Apptega's recent nonprofit cybersecurity expert panel spent some time discussing the talent gap in the market for cybersecurity resources. We wanted to share some of the highlights...
Stan Kubis, CIO and Senior VP of IT at the Boys & Girls Clubs of America is a firm believer in taking advantage of the talent gap as a career development opportunity. The Boys & Girls Clubs focus on growing staff internally; circumnavigating the gap of cybersecurity professionals and building a team of people he already knows and trusts.
Kubis restructured his department to be as lean as possible, taking advantage of efficiencies gained over the years through outsourcing. Outsourcing functions like help-desk, application development and infrastructure management allowed them to refocus headcount around leadership roles and security. “It’s a multi-pronged approach, working with our service providers, our internal staff and so forth,” said Kubis.
James Baird, VP IT Security and Compliance at the American Cancer Society also believes that the talent gap is an excellent opportunity for learning. “I’ve taken the opportunity to identify…people who currently work for me and train them. I’m upgrading their skills which is a retention tactic that I use. Now, I’ve given them PCI certifications so that they can do our internal security assessments themselves.”
Baird has also constructed a capability model and documentation that explains what a role in cybersecurity looks like so his current employees can see if they could be a good fit. Baird built this process using NIST’s NICE Cybersecurity Workforce Framework. “I’ve made capability models that show exactly what the role is by utilizing the NICE framework. The NICE framework has KSAs, the knowledge skills and abilities as well as typical job responsibilities.

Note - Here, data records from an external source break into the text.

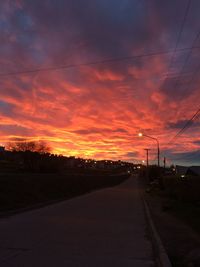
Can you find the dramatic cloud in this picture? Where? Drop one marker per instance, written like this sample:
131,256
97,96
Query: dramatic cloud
96,110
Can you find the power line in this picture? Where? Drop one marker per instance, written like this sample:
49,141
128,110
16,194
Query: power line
178,39
112,60
186,126
181,31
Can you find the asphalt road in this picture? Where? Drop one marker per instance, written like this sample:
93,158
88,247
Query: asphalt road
104,228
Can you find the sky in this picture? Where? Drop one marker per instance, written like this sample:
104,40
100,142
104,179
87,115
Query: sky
118,68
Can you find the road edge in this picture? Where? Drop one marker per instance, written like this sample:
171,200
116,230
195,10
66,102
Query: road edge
160,252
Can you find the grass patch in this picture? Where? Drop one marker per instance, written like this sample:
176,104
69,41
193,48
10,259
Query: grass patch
22,190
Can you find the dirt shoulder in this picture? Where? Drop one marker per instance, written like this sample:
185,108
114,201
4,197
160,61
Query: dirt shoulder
180,240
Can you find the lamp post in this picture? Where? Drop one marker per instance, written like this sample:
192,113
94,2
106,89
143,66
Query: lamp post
158,153
158,146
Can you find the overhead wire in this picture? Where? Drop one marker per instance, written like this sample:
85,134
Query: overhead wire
105,61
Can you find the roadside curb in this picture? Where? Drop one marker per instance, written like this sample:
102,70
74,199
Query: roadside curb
160,252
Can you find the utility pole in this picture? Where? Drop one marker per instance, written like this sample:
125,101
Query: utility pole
164,161
147,151
147,169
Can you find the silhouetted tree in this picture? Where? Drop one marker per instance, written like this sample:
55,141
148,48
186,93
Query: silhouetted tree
31,146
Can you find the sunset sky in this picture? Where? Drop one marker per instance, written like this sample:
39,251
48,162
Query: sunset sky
97,110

These NICE components are very valuable for me because it does a couple of things. Number one is, it lets the people who currently have the roles that are identified through the NIST NICE framework, allowing them to understand where they have gaps. Maybe that's their chance to move from a junior level position to a medium level position, or to a senior level position. It also shows people who are outside of security, if they want to join the security team, this is how you get there from where you are working now…This doesn't cost me any money, by the way. I'm investing in my own people, and I'm investing in developing that internal job pool of people who can come and join my team should somebody leave.”
In short, the consensus for what to do in regard to the lack of talent in cybersecurity can be summed up in Baird's own words: “…my answer to this unemployment situation is if I don’t have to go back out to the market to look for somebody else, then I don’t have a problem at all with the unemployment. I can grab people from inside.”